Interboro just received the new issue of Reclaim, the magazine we get for being members of Transportation Alternatives. After reading the issue's depressing story about the MTA's dire financial situation, and getting mad all over again at the State Legislature for nixing congestion pricing, voting "no" on east river tolls, and stealing $143 million from the MTA to plug budget gaps, we came across a story about a town in Colorado (Black Rock) that banned bicycle riding because it is in "the best interest of its citizens, its businesses." The latter are primarily casinos (the town's population is 118).

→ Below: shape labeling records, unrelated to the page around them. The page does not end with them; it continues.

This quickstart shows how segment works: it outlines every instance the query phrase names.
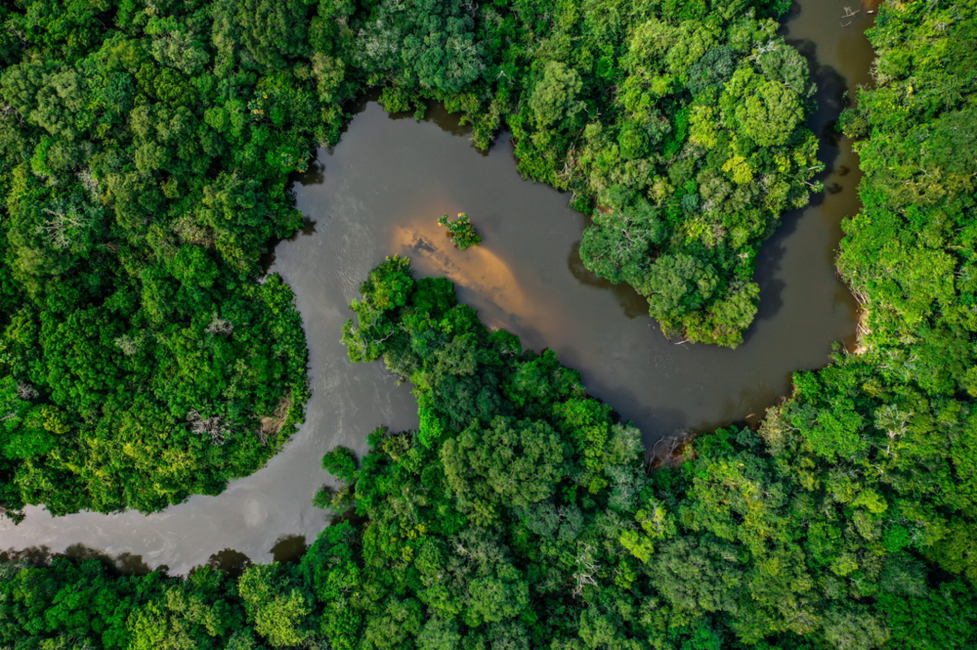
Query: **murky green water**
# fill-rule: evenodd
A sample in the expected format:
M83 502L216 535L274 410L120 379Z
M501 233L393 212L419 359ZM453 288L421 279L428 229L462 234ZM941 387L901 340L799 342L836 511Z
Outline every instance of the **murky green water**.
M685 429L755 421L789 390L793 370L825 365L831 344L850 344L855 328L856 306L835 279L833 259L838 224L859 208L860 173L833 121L845 92L870 81L863 31L871 17L863 8L845 27L841 2L799 4L785 34L815 64L820 109L811 128L823 139L828 190L786 215L764 245L760 312L740 348L676 345L633 291L589 274L576 254L584 217L567 209L567 195L519 177L507 137L483 154L439 109L418 123L365 103L342 143L320 152L296 184L310 224L274 257L273 270L296 291L309 337L314 392L300 432L267 467L219 497L194 497L150 516L52 518L30 508L20 526L0 522L0 547L61 552L83 544L174 573L212 556L230 566L245 555L267 561L301 552L325 525L310 503L327 478L321 455L335 445L363 451L377 425L416 423L408 387L398 387L379 364L350 364L339 344L360 282L392 253L409 255L422 275L455 281L488 324L519 334L525 346L553 348L593 395L642 428L650 447ZM460 211L484 235L482 246L457 251L438 228L442 213Z

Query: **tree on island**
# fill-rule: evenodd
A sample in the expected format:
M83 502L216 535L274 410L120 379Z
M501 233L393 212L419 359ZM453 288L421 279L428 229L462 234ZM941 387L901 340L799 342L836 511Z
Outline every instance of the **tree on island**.
M467 212L459 212L458 218L454 221L451 221L446 212L438 220L438 225L447 227L447 236L451 238L451 241L458 247L458 250L482 243L482 236L475 232L475 227L472 226Z

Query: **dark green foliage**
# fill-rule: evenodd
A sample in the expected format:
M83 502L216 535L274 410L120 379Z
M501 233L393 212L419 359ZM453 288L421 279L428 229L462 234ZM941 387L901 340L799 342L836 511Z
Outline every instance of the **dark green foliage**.
M525 174L600 206L590 268L648 296L667 332L736 345L755 248L815 169L783 9L5 7L0 376L48 414L4 420L0 507L155 510L275 453L301 417L305 353L287 287L256 282L260 256L300 224L288 174L371 87L390 110L445 103L480 147L508 126Z
M670 25L701 22L709 12L735 22L747 4L653 0L647 9ZM552 351L523 351L512 334L488 331L457 302L450 282L414 280L406 260L390 258L362 284L352 305L357 320L344 327L343 341L353 361L382 358L409 379L420 424L416 431L375 430L359 467L348 451L326 456L324 466L346 483L331 505L346 516L299 564L251 567L236 584L206 569L181 582L159 573L112 577L91 561L8 564L0 568L0 643L347 650L977 646L973 4L882 6L871 32L878 85L861 94L859 112L844 120L853 135L870 134L860 146L865 207L845 224L839 256L865 303L859 354L839 352L828 368L798 373L793 395L770 410L758 432L731 427L702 435L684 448L680 463L649 472L638 432L588 397L579 374L562 367ZM100 10L91 7L74 8L70 48L84 51L99 38L89 19ZM384 11L414 16L417 5L375 5L372 19L387 20ZM446 14L457 11L451 5ZM523 6L520 16L534 28L553 27L549 16L532 7ZM50 21L44 25L45 38L64 28ZM468 25L460 20L455 26ZM613 30L614 24L604 26ZM643 38L654 41L657 33ZM14 60L18 47L3 45L0 56ZM743 100L725 106L720 100L719 108L743 136L777 140L755 111L796 116L791 96L770 85L806 97L806 77L797 76L793 55L764 48L749 63L757 69L737 67L728 79L725 56L712 55L715 66L697 71L696 93L707 96L723 84L721 96ZM595 57L597 77L613 74L616 65L611 55ZM24 79L44 76L40 68L21 72ZM574 76L568 65L537 72L539 96L526 103L527 119L546 120L551 111L581 118L574 103L581 101L585 76ZM74 102L76 79L50 81L50 97L59 98L53 104ZM19 101L16 93L11 98ZM44 128L76 128L58 108L39 114ZM647 141L627 125L609 137L632 153L660 143L677 155L668 173L681 181L686 138L726 135L702 130L706 122L696 110L679 109L658 136L650 130ZM52 144L45 151L56 150ZM754 152L736 151L742 160L722 163L734 181L753 173ZM147 155L144 161L156 154ZM37 164L57 157L38 157ZM5 177L18 196L40 187L30 165ZM698 190L673 187L680 187L681 200L664 209L627 185L609 187L606 195L619 209L600 210L595 224L606 220L620 235L588 235L581 248L597 251L604 242L633 239L636 249L650 250L676 224L688 228L690 221L678 220L680 211L730 186L716 174ZM84 269L85 254L103 254L92 243L97 239L71 230L104 209L86 207L85 200L59 194L48 197L47 208L27 198L10 208L29 223L56 206L80 251L57 260L24 254L23 264L36 264L36 278L64 274L63 267ZM20 251L31 233L12 227L0 244ZM51 455L65 427L103 408L89 393L106 393L106 386L137 371L136 365L102 363L111 346L139 360L149 354L114 315L149 304L139 323L172 332L165 328L171 296L197 299L228 282L224 257L201 256L186 243L136 267L138 292L117 290L83 309L74 306L99 289L94 281L31 282L23 279L34 276L20 266L0 275L5 304L15 307L2 316L0 349L11 368L0 381L0 404L10 414L5 423L13 423L4 437L6 466L46 466L33 459ZM126 245L132 266L135 244ZM645 273L640 254L616 248L601 263L609 276L647 283L663 313L682 310L702 331L713 326L695 319L722 290L718 263L673 249L655 256ZM736 301L725 313L742 324L755 294L741 281L738 293L720 302ZM280 282L270 284L283 300ZM288 331L265 340L291 343L282 338ZM117 343L124 334L130 338ZM178 344L185 339L166 340L168 349L188 349ZM48 358L47 350L58 354ZM100 363L65 361L74 358ZM32 372L46 383L19 379ZM180 376L174 371L165 380ZM35 385L45 391L43 401ZM178 403L180 395L173 397ZM140 404L126 412L129 417L151 416L153 403ZM208 435L215 432L220 428Z
M925 438L910 445L908 431L886 450L887 433L871 437L860 411L873 398L850 396L871 376L861 360L799 375L794 397L759 433L703 435L681 464L649 472L638 432L588 397L577 372L551 351L523 351L512 334L489 332L444 279L415 281L406 260L390 258L362 291L358 323L345 329L351 356L382 357L410 379L420 426L372 432L359 468L348 450L326 455L323 465L347 484L330 504L343 517L300 563L252 566L236 585L208 570L180 582L109 578L101 565L62 559L7 565L0 643L977 643L970 506L942 528L922 521L963 504L966 480L945 476L934 492L912 468L930 461L939 473L946 464ZM364 353L359 342L367 339ZM891 426L885 403L874 408L875 426ZM937 504L941 496L954 502ZM960 536L962 552L948 552L941 533Z
M445 214L438 220L438 225L447 227L447 236L459 250L482 243L482 236L475 232L467 212L459 212L458 217L453 220Z
M315 8L164 5L46 0L0 17L19 35L0 73L9 511L216 494L302 415L301 322L259 257L300 223L287 174L340 123L299 65Z

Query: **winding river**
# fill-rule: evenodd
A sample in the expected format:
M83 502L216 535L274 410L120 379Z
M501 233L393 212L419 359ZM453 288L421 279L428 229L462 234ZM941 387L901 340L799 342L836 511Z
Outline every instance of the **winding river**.
M326 525L311 504L328 479L322 455L336 445L364 451L366 433L380 424L416 424L408 387L380 364L349 363L339 344L350 299L392 253L410 256L420 275L453 280L487 324L517 333L524 346L554 349L594 396L641 427L650 448L685 430L755 423L787 393L793 370L824 366L836 341L853 343L856 305L833 260L839 223L859 209L861 174L833 125L846 94L871 81L864 30L872 16L863 6L843 20L845 6L800 0L784 28L819 84L810 127L822 138L827 190L786 215L764 244L760 312L737 350L666 340L642 298L587 272L576 252L583 215L567 207L568 195L520 178L505 134L482 153L438 107L417 122L364 101L342 143L319 152L296 180L307 227L269 259L295 289L309 339L313 397L300 431L265 468L218 497L193 497L149 516L54 518L31 507L21 525L0 521L0 548L94 549L127 570L167 566L174 574L208 561L233 568L245 558L300 553ZM436 224L442 213L460 211L485 238L465 252Z

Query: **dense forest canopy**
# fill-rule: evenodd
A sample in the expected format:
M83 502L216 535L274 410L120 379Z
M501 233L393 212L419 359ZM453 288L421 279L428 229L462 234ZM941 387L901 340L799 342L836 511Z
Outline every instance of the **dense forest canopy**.
M977 2L889 2L870 36L876 86L842 120L864 138L838 258L860 352L797 373L757 431L649 471L577 372L390 258L343 341L410 381L420 424L325 457L345 487L317 501L340 516L301 561L188 580L6 564L0 643L977 646Z
M344 103L440 101L593 212L585 264L736 345L818 171L777 0L16 0L0 8L0 507L159 509L254 471L305 343L260 259Z

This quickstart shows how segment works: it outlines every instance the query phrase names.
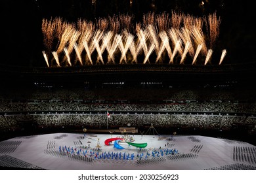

Is this even legal? Is there a precedent for it? A quick Google search turns up a handful of bike bans and proposed bike bans: In Missouri, St. Charles County Council member Joe Brazil proposed banning bicycles from several roads around the town of Defiance. In Kansas, the community of De Soto banned bicycles from 83rd Street in their town, citing safety issues on a two-lane road with no shoulders. A bicycling.com article thinks that the Black Hawk ordinance is not enforceable, and that if it is not addressed, it could create a frightening legal precedent. The bicycling.com article concludes that in Colorado, where local authorities are authorized to regulate the operation of bicycles, cities do not have the authority to regulate whether you can operate your bicycle.
The good news is that it looks like the lawyer of good are fighting back against the lawyers of evil. There's even a "boycott Black Hawk" Facebook page (1,705 likes!).
In the meantime, "BICYCLE BAN" wins a place in our Arsenal of Exclusion.